Tijdens de jaren van de bezetting van Haïti steeg de bevolking van Port-au-Prince tot ongeveer 120.000. Er werd een betonnen kade aangelegd, een radiostation begon met uitzenden in 1926, het vliegveld van Bowen begon in 1929 te werken en er werd een filmhuis geopend. De stad bleef zich uitbreiden nadat de Amerikanen vertrokken. De Nationale Bibliotheek van Haïti werd opgericht in 1940, het Centre d’Art in 1944, het Institut Français in 1945 en het havenbestuur van Port-au-Prince in 1956. De internationale luchthaven werd geopend in de buurt van Port-au-Prince in 1965 ( tegenwoordig heet het de internationale luchthaven Toussaint L’Ouverture).

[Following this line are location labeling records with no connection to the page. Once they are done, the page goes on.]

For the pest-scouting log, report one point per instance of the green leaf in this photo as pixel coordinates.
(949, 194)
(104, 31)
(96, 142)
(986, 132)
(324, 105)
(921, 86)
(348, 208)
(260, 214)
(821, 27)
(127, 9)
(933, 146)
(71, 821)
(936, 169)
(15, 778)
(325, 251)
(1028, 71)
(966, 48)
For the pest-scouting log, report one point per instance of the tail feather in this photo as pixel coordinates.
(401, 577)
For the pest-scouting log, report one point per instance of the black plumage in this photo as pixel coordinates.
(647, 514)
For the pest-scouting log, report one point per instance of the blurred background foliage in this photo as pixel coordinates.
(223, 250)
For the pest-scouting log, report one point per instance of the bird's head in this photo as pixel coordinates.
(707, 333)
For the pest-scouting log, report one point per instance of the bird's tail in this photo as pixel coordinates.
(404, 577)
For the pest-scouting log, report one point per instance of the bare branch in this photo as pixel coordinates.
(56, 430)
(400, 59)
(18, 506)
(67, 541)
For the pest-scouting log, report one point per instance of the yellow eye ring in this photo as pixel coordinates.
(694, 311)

François Duvalier (“Papa Doc”), president van Haïti van 1957 tot 1971) en zijn zoon, Jean-Claude Duvalier (“Baby Doc,” president van 1971 tot 1986) werden beiden geboren in Port-au-Prince. Hun regimes waren notoir corrupt en werden gekenmerkt door flagrante schendingen van de mensenrechten. Na de ballingschap van Baby Doc, op 11 september 1988, werd pater Jean-Bertrand Aristide de eerste democratisch gekozen president van Haïti (in 1991 en 1994-1996, daarna 2001-2004).
Een economische crisis op het platteland tussen 1982 en 1995 verdrievoudigde de bevolking van Port-au-Prince bijna toen duizenden arme migranten deze slecht geplande stad binnenkwamen en sloppenwijken creëerden en uitbreidden die werden belaagd door armoede en geweld. Sociale instabiliteit en militaire onderdrukking heersten gedurende het hele presidentschap van Aristide, en gaat door tot op de dag van vandaag.
Op 12 januari 2010 decimeerde een aardbeving met een kracht van 7,0 Port-au-Prince: bijna 250.000 mensen werden gedood en 300.000 raakten gewond; 1,3 miljoen mensen waren ontheemd; meer dan 97.000 huizen werden gesloopt en bijna 200.000 werden beschadigd. Ziekenhuizen en kritieke stadsnetwerken werden vernietigd, evenals de historische centrale wijk van Port-au-Prince, het parlementsgebouw en het hoofdgebouw. Buitenlandse hulp en miljarden dollars helpen Port-au-Prince te herstellen van de verwoesting van de aardbeving en om een modernere infrastructuur te ontwikkelen. De wederopbouw gaat door.